Language wars are the new IDE wars

(I feel really sorry for Managers, every programmer has his/her favorite programming language and is trying to sneak it into the system. And you know what, it is already in your code base, sorry but that’s the truth and whatever side you take, you will end up loosing. )

I think people used to have IDE wars cause they only had one primary language to work with, but now with the explosion of languages and almost all of them having some port that runs on the JVM everyone is either trying to sneak it in or advertise the virtues of using it. And that ultimately results in a passionate email war.

And of course if you have, somehow magically gotten past that there is always the discussion on the best IDE for that language, hehehe let the wars continue.

Doing evil things, overriding jar location in Maven

Every once in a while you are stuck in a situation where you just cannot add a jar into the repository but you still want to use maven, there is a work around. In the old maven 1.x you had to do this using the project properties now it is even easier just add a dependency  like below and add the jar to the ${basedir}/lib folder. The system tag was created for a totally different purpose, but here we are using it for our overriding jar locations.

<dependency>
 <groupId>pircbot</groupId>
 <artifactId>pircbot</artifactId>
 <version>1.0</version>
 <scope>system</scope>
 <systemPath>${basedir}/lib/pircbot-1.0.jar</systemPath>
 </dependency>

Jruby Blues

Man today was one of those days, I am about to give up on Jruby. Don’t get me wrong I absolutely love the idea of Jruby, great way to sneak in Ruby into the enterprise. But I don’t think it is quite there yet.

If you want to use Jruby and Spring all you got do is include these dependencies into your pom file.

<dependency>
<groupId>org.springframework</groupId>
<artifactId>spring</artifactId>
<version>2.5</version>
<scope>compile</scope>
</dependency>
<dependency>
<groupId>org.jruby</groupId>
<artifactId>jruby-complete</artifactId>
<version>1.0.3</version>
<scope>compile</scope>
</dependency>
<dependency>
<groupId>cglib</groupId>
<artifactId>cglib-nodep</artifactId>
<version>2.1_3</version>
<scope>compile</scope>
</dependency>

And it works great,……………as long as you don’t have to use Hibernate.

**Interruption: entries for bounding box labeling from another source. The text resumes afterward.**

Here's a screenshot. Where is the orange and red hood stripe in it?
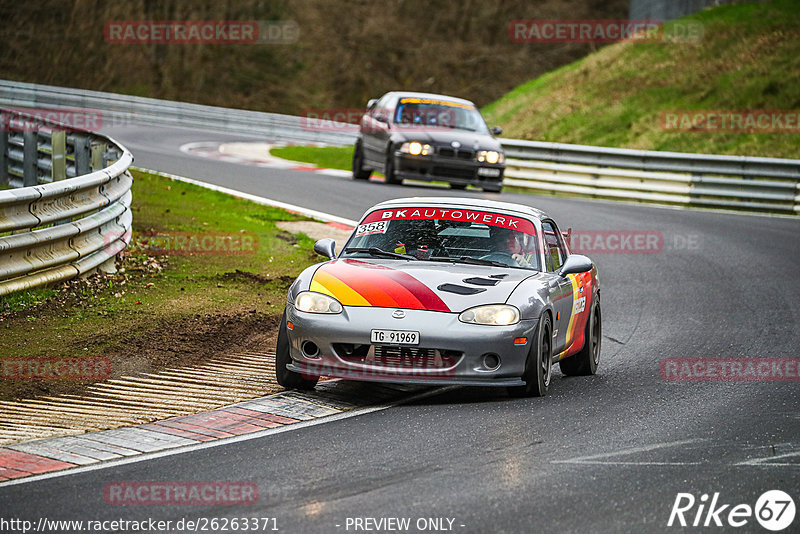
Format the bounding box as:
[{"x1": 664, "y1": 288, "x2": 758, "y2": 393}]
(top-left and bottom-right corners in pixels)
[{"x1": 309, "y1": 260, "x2": 450, "y2": 312}]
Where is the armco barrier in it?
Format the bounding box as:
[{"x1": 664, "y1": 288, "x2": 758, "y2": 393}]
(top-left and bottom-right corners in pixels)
[
  {"x1": 0, "y1": 80, "x2": 800, "y2": 213},
  {"x1": 0, "y1": 109, "x2": 133, "y2": 295},
  {"x1": 501, "y1": 139, "x2": 800, "y2": 213},
  {"x1": 0, "y1": 80, "x2": 356, "y2": 145}
]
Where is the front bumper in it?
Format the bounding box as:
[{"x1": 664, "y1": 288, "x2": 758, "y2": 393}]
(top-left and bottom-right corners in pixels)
[
  {"x1": 286, "y1": 305, "x2": 537, "y2": 386},
  {"x1": 394, "y1": 152, "x2": 505, "y2": 191}
]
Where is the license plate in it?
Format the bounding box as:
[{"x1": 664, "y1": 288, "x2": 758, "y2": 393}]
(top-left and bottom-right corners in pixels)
[{"x1": 369, "y1": 330, "x2": 419, "y2": 345}]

It just so happens that Jruby uses asm-2.2.3.jar file and Hibernate uses asm-1.5.3 and apparently the api is very different between these two versions, result is

java.lang.NoSuchMethodError: net.sf.cglib.core.Signature.(Ljava/lang/String;Lnet/sf/cglib/asm/Type;[Lnet/sf/cglib/asm/Type ; ) V

Man this is frustrating, I spent all day trying to work around the problem but no go. Now here is the kicker, it works perfectly fine in eclipse and I am using maven 2 ide .

I spoke with my colleague (Tim) about this and he thinks it works because of OSGI which allows different jar’s depend on different versions of other jars.